The company caused outrage recently after launching the #SpyCops campaign, which saw posters placed in shop windows featuring police officers and the words "paid to lie", along with faux police tape emblazoned with the words: "Police have crossed a line".
However some shops have removed the posters from their windows, allegedly due to intimidation from ex-officers.
The campaign has been described by Lush as an attempt to raise awareness of the “ongoing undercover policing scandal where officers have infiltrated the lives, homes and beds of activists”.
Undercover police operations have faced criticism in recent years after revelations that some undercover officers have engaged in romantic relationships and even fathered children with protestors who belonged to groups they were trying to infiltrate.

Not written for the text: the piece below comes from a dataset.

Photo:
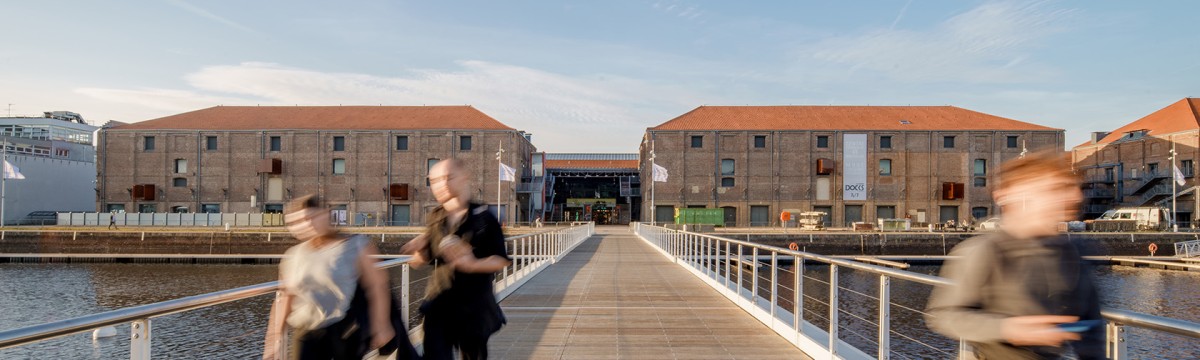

In a statement the company said: "Whilst intimidation of our shop staff from ex-police officers and unhelpful tweets from those in high office are ongoing, not all of our shops feel able today to have the campaign window in their shops.
"However the campaign is still running for three weeks and we will be constantly weighing up what to do about the situation."
Home secretary Sajid Javid was one of those critical of the campaign, tweeting: "Never thought I would see a mainstream British retailer running a public advertising campaign against our hardworking police.
"This is not a responsible way to make a point."
Lush's York store reportedly removed the posters from its windows yesterday after staff said they were not comfortable with the campaign.
Twitter user Paddy Reeve claimed that a Lush store in Peterborough removed the posters "as a direct result" of his visit to the shop.
Calum Macleod, chair of the Police Federation of England and Wales, said in a statement: “The Lush advertising campaign is offensive, disgusting and an insult to the hard work, professionalism and dedication of police officers throughout the UK.
“I cannot believe that someone, somewhere, actually thought this campaign was a good idea. All it serves to do is to criticise police officers and encourage an anti-police sentiment. Police officers already face enough abuse from those who break the law and are a menace to society, without the need for a cosmetic company to start putting the boot in too.